イーサデルタは、SECが「デジタル資産証券」とみなしたトークンを売買する市場を提供しました。つまり、規制当局の要件が、ピアツーピアな分散型金融サービスを提供する企業自体に適合するかどうかは明示されていません。しかし、有識者はEtherDeltaへの摘発が、一連の規制の初弾であるかもしれないと伝えました。ニューヨーク大学法学部副教授Andrew Hinkes氏はコインデスクに以下のように述べました;

「これは、中央サーバーの代わりに分散型ノードセットを使用する取引所も、同様の扱いを受ける事を示している。取引所を構築して、それが他の分散型ネットワークでオペレーションされたとしても、将来の責任や法的義務が無くなるわけではありません。」

昨年10月にイーサリアムベースの分散型取引所IDEX(アイデックス)は、ニューヨーク州のIPアドレスを持つユーザー向けに、取引サービスを提供しないことを発表しました。

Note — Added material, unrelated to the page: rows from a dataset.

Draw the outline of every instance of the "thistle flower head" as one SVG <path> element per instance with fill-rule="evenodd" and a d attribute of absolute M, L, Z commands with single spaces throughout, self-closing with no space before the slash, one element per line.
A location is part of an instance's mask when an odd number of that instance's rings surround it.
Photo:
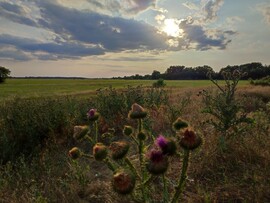
<path fill-rule="evenodd" d="M 95 160 L 102 161 L 108 155 L 107 147 L 102 143 L 95 144 L 95 146 L 93 147 L 93 155 L 95 157 Z"/>
<path fill-rule="evenodd" d="M 72 159 L 78 159 L 81 157 L 82 152 L 78 147 L 73 147 L 71 150 L 69 150 L 68 155 Z"/>
<path fill-rule="evenodd" d="M 146 157 L 146 168 L 154 174 L 159 175 L 165 173 L 168 168 L 168 157 L 165 156 L 162 151 L 152 149 Z"/>
<path fill-rule="evenodd" d="M 167 144 L 168 144 L 168 141 L 167 139 L 162 136 L 162 135 L 159 135 L 158 138 L 156 139 L 156 144 L 161 148 L 161 149 L 164 149 L 167 147 Z"/>
<path fill-rule="evenodd" d="M 99 117 L 99 113 L 97 112 L 96 109 L 90 109 L 88 112 L 87 112 L 87 118 L 90 120 L 90 121 L 96 121 Z"/>
<path fill-rule="evenodd" d="M 188 127 L 188 123 L 181 118 L 177 118 L 176 121 L 173 123 L 173 128 L 176 131 L 181 130 L 186 127 Z"/>
<path fill-rule="evenodd" d="M 113 159 L 122 159 L 129 150 L 129 144 L 124 141 L 112 142 L 110 150 Z"/>
<path fill-rule="evenodd" d="M 136 178 L 127 170 L 120 169 L 115 172 L 112 179 L 113 189 L 120 194 L 129 194 L 135 187 Z"/>
<path fill-rule="evenodd" d="M 180 146 L 186 150 L 193 150 L 202 144 L 202 138 L 191 129 L 185 129 L 180 138 Z"/>
<path fill-rule="evenodd" d="M 145 140 L 146 139 L 146 132 L 145 131 L 141 131 L 137 134 L 137 138 L 139 140 Z"/>
<path fill-rule="evenodd" d="M 147 112 L 143 107 L 141 107 L 139 104 L 134 103 L 131 106 L 131 111 L 129 111 L 128 117 L 131 119 L 142 119 L 145 118 L 147 115 Z"/>
<path fill-rule="evenodd" d="M 133 128 L 129 125 L 124 126 L 123 134 L 126 136 L 130 136 L 133 133 Z"/>
<path fill-rule="evenodd" d="M 77 140 L 80 140 L 85 137 L 88 131 L 89 127 L 87 125 L 84 126 L 76 125 L 74 126 L 73 137 Z"/>
<path fill-rule="evenodd" d="M 176 152 L 175 141 L 169 138 L 165 138 L 162 135 L 156 139 L 156 145 L 160 147 L 163 154 L 173 155 Z"/>

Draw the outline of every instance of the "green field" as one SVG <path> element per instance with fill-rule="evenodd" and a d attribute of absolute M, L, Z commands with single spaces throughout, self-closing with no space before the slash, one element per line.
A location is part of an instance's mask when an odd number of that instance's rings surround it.
<path fill-rule="evenodd" d="M 7 79 L 0 85 L 0 99 L 19 97 L 40 97 L 68 94 L 87 94 L 100 88 L 112 86 L 151 86 L 153 80 L 112 80 L 112 79 Z M 170 80 L 166 87 L 204 87 L 211 85 L 209 80 Z M 241 85 L 248 81 L 241 81 Z"/>

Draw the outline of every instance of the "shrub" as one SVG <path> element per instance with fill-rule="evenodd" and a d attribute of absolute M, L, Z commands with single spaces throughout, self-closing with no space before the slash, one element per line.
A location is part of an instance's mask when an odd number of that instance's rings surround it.
<path fill-rule="evenodd" d="M 252 85 L 270 86 L 270 75 L 263 77 L 259 80 L 251 80 Z"/>
<path fill-rule="evenodd" d="M 242 76 L 243 74 L 238 71 L 224 72 L 225 86 L 221 86 L 209 75 L 211 82 L 217 87 L 216 92 L 203 90 L 199 93 L 204 105 L 202 112 L 214 118 L 206 122 L 220 133 L 221 142 L 232 135 L 239 135 L 244 130 L 244 127 L 241 128 L 241 123 L 252 123 L 252 119 L 247 117 L 247 113 L 235 98 L 237 84 Z"/>
<path fill-rule="evenodd" d="M 153 87 L 159 88 L 159 87 L 165 87 L 166 84 L 162 78 L 158 79 L 156 82 L 153 83 Z"/>
<path fill-rule="evenodd" d="M 86 105 L 88 101 L 71 97 L 16 97 L 4 101 L 0 105 L 0 160 L 14 160 L 22 154 L 30 156 L 48 141 L 67 140 L 68 129 L 84 122 L 81 109 L 85 112 Z"/>
<path fill-rule="evenodd" d="M 10 70 L 0 66 L 0 83 L 5 82 L 6 78 L 10 75 Z"/>

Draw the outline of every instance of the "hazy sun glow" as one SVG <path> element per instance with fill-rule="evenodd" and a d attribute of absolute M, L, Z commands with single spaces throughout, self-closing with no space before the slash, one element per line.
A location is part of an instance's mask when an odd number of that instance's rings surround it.
<path fill-rule="evenodd" d="M 168 36 L 178 37 L 181 34 L 181 29 L 175 19 L 165 19 L 162 29 Z"/>

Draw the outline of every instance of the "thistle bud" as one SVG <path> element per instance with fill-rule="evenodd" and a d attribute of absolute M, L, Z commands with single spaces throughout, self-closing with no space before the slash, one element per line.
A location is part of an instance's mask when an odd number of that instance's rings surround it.
<path fill-rule="evenodd" d="M 128 117 L 131 119 L 141 119 L 145 118 L 147 115 L 147 112 L 144 110 L 143 107 L 141 107 L 139 104 L 134 103 L 131 107 L 131 111 L 128 113 Z"/>
<path fill-rule="evenodd" d="M 160 175 L 166 172 L 169 166 L 168 157 L 162 151 L 152 149 L 146 158 L 146 168 L 149 173 Z"/>
<path fill-rule="evenodd" d="M 112 186 L 117 193 L 129 194 L 134 189 L 135 182 L 135 176 L 130 171 L 120 169 L 113 175 Z"/>
<path fill-rule="evenodd" d="M 124 141 L 112 142 L 110 150 L 113 159 L 122 159 L 129 150 L 129 144 Z"/>
<path fill-rule="evenodd" d="M 162 135 L 156 139 L 156 145 L 160 147 L 163 154 L 174 155 L 176 152 L 176 144 L 174 140 L 165 138 Z"/>
<path fill-rule="evenodd" d="M 95 160 L 102 161 L 108 155 L 107 147 L 102 143 L 95 144 L 95 146 L 93 147 L 93 155 L 95 157 Z"/>
<path fill-rule="evenodd" d="M 193 130 L 186 129 L 180 138 L 180 146 L 186 150 L 194 150 L 202 144 L 202 138 Z"/>
<path fill-rule="evenodd" d="M 188 127 L 188 123 L 184 120 L 182 120 L 181 118 L 177 118 L 176 121 L 173 123 L 173 128 L 178 131 L 181 130 L 183 128 Z"/>
<path fill-rule="evenodd" d="M 139 140 L 145 140 L 146 139 L 146 133 L 144 131 L 141 131 L 137 134 L 137 138 Z"/>
<path fill-rule="evenodd" d="M 133 128 L 129 125 L 124 126 L 123 134 L 126 136 L 130 136 L 133 133 Z"/>
<path fill-rule="evenodd" d="M 73 147 L 71 150 L 69 150 L 68 155 L 72 158 L 72 159 L 78 159 L 81 157 L 82 152 L 78 147 Z"/>
<path fill-rule="evenodd" d="M 84 126 L 76 125 L 74 126 L 73 137 L 77 140 L 80 140 L 83 139 L 88 132 L 89 127 L 87 125 Z"/>
<path fill-rule="evenodd" d="M 96 121 L 96 120 L 99 118 L 99 113 L 97 112 L 96 109 L 90 109 L 90 110 L 87 112 L 87 118 L 88 118 L 90 121 Z"/>

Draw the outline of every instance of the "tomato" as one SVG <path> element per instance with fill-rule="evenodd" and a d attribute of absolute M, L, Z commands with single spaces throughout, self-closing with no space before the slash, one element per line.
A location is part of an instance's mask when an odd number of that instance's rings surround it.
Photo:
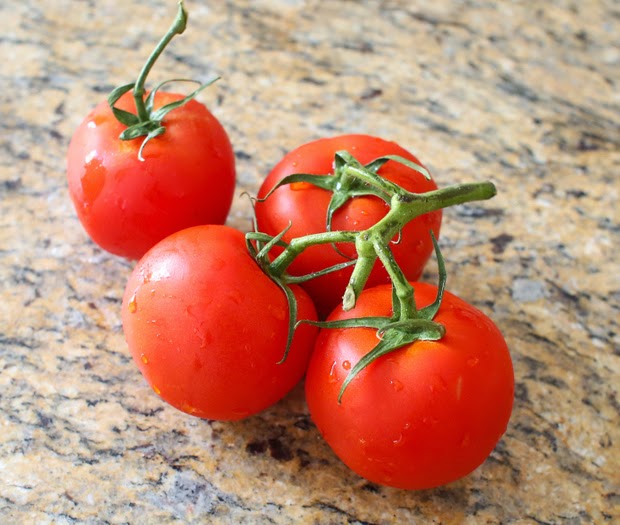
<path fill-rule="evenodd" d="M 299 317 L 316 319 L 292 287 Z M 287 359 L 284 292 L 228 226 L 195 226 L 156 244 L 138 262 L 122 307 L 125 338 L 153 390 L 194 416 L 234 420 L 282 398 L 305 372 L 316 328 L 295 332 Z"/>
<path fill-rule="evenodd" d="M 158 91 L 155 107 L 183 98 Z M 136 113 L 132 93 L 116 103 Z M 199 224 L 223 224 L 235 187 L 226 131 L 191 100 L 166 115 L 166 131 L 138 151 L 144 137 L 119 140 L 126 126 L 98 105 L 75 131 L 67 154 L 69 193 L 86 232 L 103 249 L 139 259 L 155 243 Z"/>
<path fill-rule="evenodd" d="M 269 173 L 260 187 L 258 197 L 263 198 L 277 182 L 293 173 L 328 174 L 333 171 L 334 155 L 346 150 L 359 162 L 367 164 L 384 155 L 399 155 L 416 164 L 420 161 L 394 142 L 368 135 L 342 135 L 309 142 L 288 153 Z M 395 161 L 388 161 L 379 171 L 382 177 L 413 192 L 437 189 L 432 180 L 421 173 Z M 331 193 L 308 183 L 295 183 L 278 188 L 266 201 L 257 202 L 258 229 L 270 235 L 283 231 L 289 221 L 292 225 L 284 241 L 294 237 L 325 231 L 326 215 Z M 336 211 L 332 230 L 364 230 L 374 225 L 389 210 L 389 206 L 375 196 L 355 197 Z M 435 211 L 422 215 L 403 230 L 391 245 L 394 257 L 408 279 L 420 277 L 433 251 L 430 230 L 439 236 L 442 213 Z M 338 245 L 347 257 L 355 256 L 352 244 Z M 274 254 L 277 253 L 274 250 Z M 333 246 L 312 246 L 304 251 L 289 268 L 291 275 L 303 275 L 346 262 Z M 330 273 L 303 284 L 314 300 L 321 317 L 325 317 L 342 300 L 352 268 Z M 389 282 L 387 272 L 380 263 L 375 264 L 368 280 L 368 287 Z"/>
<path fill-rule="evenodd" d="M 413 283 L 418 306 L 434 286 Z M 360 295 L 356 307 L 329 320 L 391 315 L 391 288 Z M 439 341 L 416 341 L 362 369 L 338 404 L 349 371 L 378 343 L 372 328 L 324 329 L 306 375 L 306 399 L 320 433 L 352 470 L 403 489 L 449 483 L 476 469 L 506 431 L 514 374 L 493 322 L 445 293 L 434 318 Z"/>

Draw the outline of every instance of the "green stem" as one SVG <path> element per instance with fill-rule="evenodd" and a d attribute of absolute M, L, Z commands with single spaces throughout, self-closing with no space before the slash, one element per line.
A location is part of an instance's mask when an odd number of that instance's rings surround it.
<path fill-rule="evenodd" d="M 170 29 L 163 36 L 163 38 L 159 41 L 149 58 L 147 59 L 144 66 L 142 66 L 142 70 L 138 75 L 138 79 L 136 80 L 136 84 L 133 88 L 133 98 L 136 104 L 136 110 L 138 112 L 138 118 L 140 122 L 148 122 L 150 120 L 149 112 L 146 109 L 146 104 L 144 102 L 144 83 L 146 82 L 146 77 L 150 73 L 153 65 L 159 58 L 159 55 L 162 54 L 163 50 L 170 43 L 170 41 L 175 37 L 175 35 L 180 35 L 185 31 L 187 26 L 187 11 L 185 10 L 185 6 L 183 4 L 183 0 L 179 1 L 179 10 L 177 12 L 177 16 L 172 22 Z"/>
<path fill-rule="evenodd" d="M 353 176 L 356 179 L 360 179 L 366 184 L 375 187 L 376 189 L 384 193 L 388 198 L 390 195 L 395 195 L 396 193 L 404 191 L 403 188 L 401 188 L 397 184 L 394 184 L 393 182 L 384 179 L 376 173 L 368 171 L 364 167 L 349 165 L 344 169 L 344 172 L 349 176 Z"/>
<path fill-rule="evenodd" d="M 377 242 L 374 243 L 374 248 L 377 252 L 379 260 L 383 263 L 383 266 L 390 276 L 392 286 L 394 287 L 394 292 L 396 293 L 396 298 L 400 304 L 400 309 L 398 310 L 400 312 L 398 321 L 415 319 L 417 309 L 414 300 L 413 287 L 409 284 L 407 276 L 403 273 L 400 266 L 398 266 L 398 263 L 394 260 L 392 250 L 389 249 L 382 239 L 378 239 Z M 346 310 L 346 306 L 344 304 L 343 307 Z"/>
<path fill-rule="evenodd" d="M 412 204 L 411 206 L 402 207 L 404 210 L 404 215 L 400 218 L 400 221 L 404 221 L 404 224 L 406 224 L 412 219 L 415 219 L 420 215 L 424 215 L 425 213 L 448 208 L 456 204 L 487 200 L 494 197 L 496 193 L 497 190 L 492 182 L 470 182 L 465 184 L 455 184 L 453 186 L 448 186 L 447 188 L 429 191 L 426 193 L 417 194 L 406 192 L 402 195 L 397 195 L 395 198 L 397 201 L 402 203 Z M 395 207 L 401 208 L 398 204 L 396 204 Z M 394 232 L 394 234 L 396 234 L 397 231 L 398 229 Z"/>
<path fill-rule="evenodd" d="M 401 318 L 412 319 L 416 312 L 413 289 L 388 248 L 390 241 L 416 217 L 455 204 L 490 199 L 496 193 L 495 186 L 491 182 L 466 183 L 417 194 L 396 185 L 391 187 L 393 183 L 379 176 L 375 177 L 366 170 L 354 167 L 346 169 L 350 170 L 349 175 L 359 176 L 383 191 L 390 191 L 392 199 L 388 213 L 362 232 L 329 231 L 294 238 L 269 265 L 268 272 L 275 277 L 281 277 L 295 258 L 310 246 L 355 242 L 357 261 L 344 293 L 343 308 L 350 310 L 355 306 L 357 297 L 366 286 L 370 272 L 379 257 L 393 282 L 400 303 Z"/>
<path fill-rule="evenodd" d="M 364 286 L 366 286 L 377 256 L 385 258 L 385 260 L 382 259 L 382 263 L 385 265 L 388 273 L 393 271 L 390 267 L 398 267 L 393 258 L 388 260 L 385 254 L 381 254 L 380 248 L 388 246 L 392 238 L 407 223 L 420 215 L 447 208 L 448 206 L 490 199 L 495 193 L 495 186 L 491 182 L 457 184 L 420 194 L 399 188 L 398 192 L 392 196 L 392 205 L 388 213 L 368 230 L 362 232 L 356 240 L 355 246 L 357 251 L 358 253 L 364 253 L 364 257 L 359 257 L 353 268 L 353 273 L 343 298 L 342 306 L 344 310 L 350 310 L 355 306 L 357 297 L 364 289 Z M 372 258 L 372 253 L 370 253 L 371 250 L 374 253 L 374 258 Z M 371 259 L 372 262 L 370 262 Z M 394 284 L 396 295 L 399 298 L 405 298 L 403 301 L 407 301 L 406 297 L 409 294 L 407 288 L 411 286 L 407 279 L 404 278 L 400 268 L 398 268 L 398 272 L 398 276 L 390 273 L 390 277 Z M 401 301 L 401 307 L 406 310 L 406 315 L 408 315 L 410 312 L 409 306 Z"/>
<path fill-rule="evenodd" d="M 358 232 L 356 231 L 333 231 L 296 237 L 291 240 L 284 251 L 269 265 L 269 274 L 274 277 L 281 277 L 295 257 L 310 246 L 336 242 L 355 242 L 357 236 Z"/>

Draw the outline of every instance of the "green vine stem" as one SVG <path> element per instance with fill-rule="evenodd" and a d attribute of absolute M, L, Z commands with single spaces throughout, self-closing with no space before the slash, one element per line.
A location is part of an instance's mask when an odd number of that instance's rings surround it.
<path fill-rule="evenodd" d="M 289 302 L 289 337 L 282 360 L 288 354 L 292 333 L 300 322 L 308 322 L 320 328 L 370 327 L 377 330 L 378 344 L 351 369 L 342 384 L 338 402 L 340 402 L 347 385 L 353 378 L 378 357 L 415 341 L 438 340 L 445 335 L 444 327 L 433 321 L 441 305 L 445 289 L 446 271 L 441 251 L 432 230 L 430 235 L 437 257 L 439 284 L 435 301 L 421 309 L 418 309 L 416 306 L 413 286 L 409 283 L 390 249 L 392 239 L 400 235 L 406 224 L 425 213 L 457 204 L 490 199 L 496 194 L 495 186 L 491 182 L 457 184 L 425 193 L 413 193 L 384 179 L 377 173 L 379 168 L 388 160 L 405 164 L 419 171 L 425 177 L 430 178 L 430 175 L 423 167 L 401 157 L 381 157 L 364 166 L 348 152 L 339 151 L 336 153 L 333 175 L 303 173 L 289 175 L 274 186 L 262 199 L 266 200 L 278 187 L 294 182 L 308 182 L 319 188 L 331 191 L 333 195 L 327 210 L 325 232 L 298 237 L 291 239 L 289 242 L 284 242 L 282 238 L 290 228 L 289 224 L 284 231 L 275 237 L 259 231 L 250 232 L 246 235 L 248 250 L 265 273 L 284 291 Z M 389 204 L 389 211 L 381 220 L 363 231 L 331 230 L 331 219 L 334 212 L 349 199 L 360 195 L 374 195 L 383 199 Z M 291 276 L 286 273 L 286 270 L 295 258 L 310 246 L 331 244 L 334 246 L 334 249 L 338 250 L 336 244 L 343 242 L 355 244 L 356 259 L 309 275 Z M 282 248 L 282 251 L 271 260 L 269 252 L 276 245 Z M 325 322 L 297 320 L 297 307 L 295 295 L 290 288 L 291 284 L 303 282 L 304 280 L 354 265 L 342 301 L 343 309 L 351 310 L 355 306 L 359 294 L 364 289 L 377 259 L 385 267 L 392 282 L 391 317 L 352 318 Z"/>
<path fill-rule="evenodd" d="M 201 84 L 195 80 L 188 80 L 184 78 L 165 80 L 164 82 L 159 83 L 148 95 L 146 95 L 145 83 L 151 69 L 170 41 L 176 35 L 180 35 L 185 31 L 185 28 L 187 27 L 187 20 L 188 15 L 185 10 L 185 5 L 183 4 L 183 0 L 180 0 L 177 14 L 172 22 L 172 25 L 147 58 L 146 62 L 142 66 L 142 69 L 140 70 L 140 73 L 138 74 L 136 81 L 117 87 L 108 95 L 108 104 L 110 105 L 114 116 L 121 124 L 127 126 L 127 128 L 120 134 L 119 138 L 121 140 L 133 140 L 138 137 L 145 137 L 138 151 L 138 159 L 141 161 L 144 160 L 142 152 L 147 143 L 166 131 L 165 126 L 162 124 L 164 117 L 173 109 L 187 104 L 203 89 L 218 80 L 218 78 L 215 78 L 204 84 Z M 199 84 L 199 87 L 186 97 L 165 104 L 160 108 L 154 108 L 155 94 L 164 85 L 171 82 L 192 82 Z M 133 99 L 136 106 L 136 114 L 116 107 L 118 100 L 125 93 L 132 90 Z"/>
<path fill-rule="evenodd" d="M 185 9 L 185 4 L 183 3 L 183 0 L 180 0 L 177 15 L 172 22 L 172 25 L 170 26 L 166 34 L 162 37 L 162 39 L 159 41 L 157 46 L 155 46 L 155 49 L 152 51 L 152 53 L 142 66 L 142 69 L 138 74 L 138 78 L 133 88 L 133 98 L 136 102 L 136 109 L 138 111 L 138 118 L 140 119 L 140 122 L 147 122 L 148 120 L 150 120 L 150 115 L 148 110 L 146 109 L 146 104 L 144 101 L 144 83 L 146 82 L 146 77 L 151 72 L 151 69 L 155 65 L 155 62 L 159 58 L 159 55 L 162 54 L 166 46 L 176 35 L 182 34 L 185 31 L 186 27 L 187 10 Z"/>
<path fill-rule="evenodd" d="M 347 171 L 347 174 L 355 177 L 360 176 L 358 170 Z M 363 174 L 363 177 L 368 177 L 368 173 Z M 370 177 L 368 182 L 374 183 L 376 177 L 379 176 Z M 386 188 L 385 185 L 382 187 Z M 409 192 L 396 185 L 390 187 L 390 191 L 394 192 L 391 196 L 390 210 L 383 219 L 369 229 L 361 232 L 327 231 L 292 239 L 282 253 L 268 265 L 267 273 L 282 278 L 295 258 L 310 246 L 354 242 L 358 256 L 344 293 L 344 310 L 350 310 L 355 306 L 357 297 L 366 285 L 375 261 L 379 258 L 390 273 L 398 297 L 403 297 L 401 301 L 402 310 L 404 312 L 409 311 L 410 305 L 406 304 L 406 292 L 401 290 L 406 286 L 404 283 L 407 282 L 407 279 L 391 257 L 388 248 L 390 241 L 407 223 L 420 215 L 456 204 L 490 199 L 496 194 L 496 189 L 491 182 L 479 182 L 458 184 L 419 194 Z M 284 279 L 286 280 L 286 277 Z"/>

今月、BinanceDEXもまた、米国ユーザー向けのサービスを停止。さらに今年9月に中央型取引所Binance.comの米国ユーザーへのサービス停止を発表しました。同社は、米国子会社Binance USを設立し、規制に準拠したプラットフォームを開設予定です。

Bancorは2017年にICOを実施して1億5300万ドルを調達したことで、最も成功したICOの1つとして有名になりました。昨年7月、同社は、分散型取引所であるにもかかわらず、セキュリティ侵害により1,200万ドル(約13億円)相当のコインの盗難被害に遭ったことを表明しました。

Bancorネットワークではユーザーがトークンを売買できますが、厳密な意味での取引所(集中型or分散型)ではなく、分散型の流動性ネットワークと主張されています。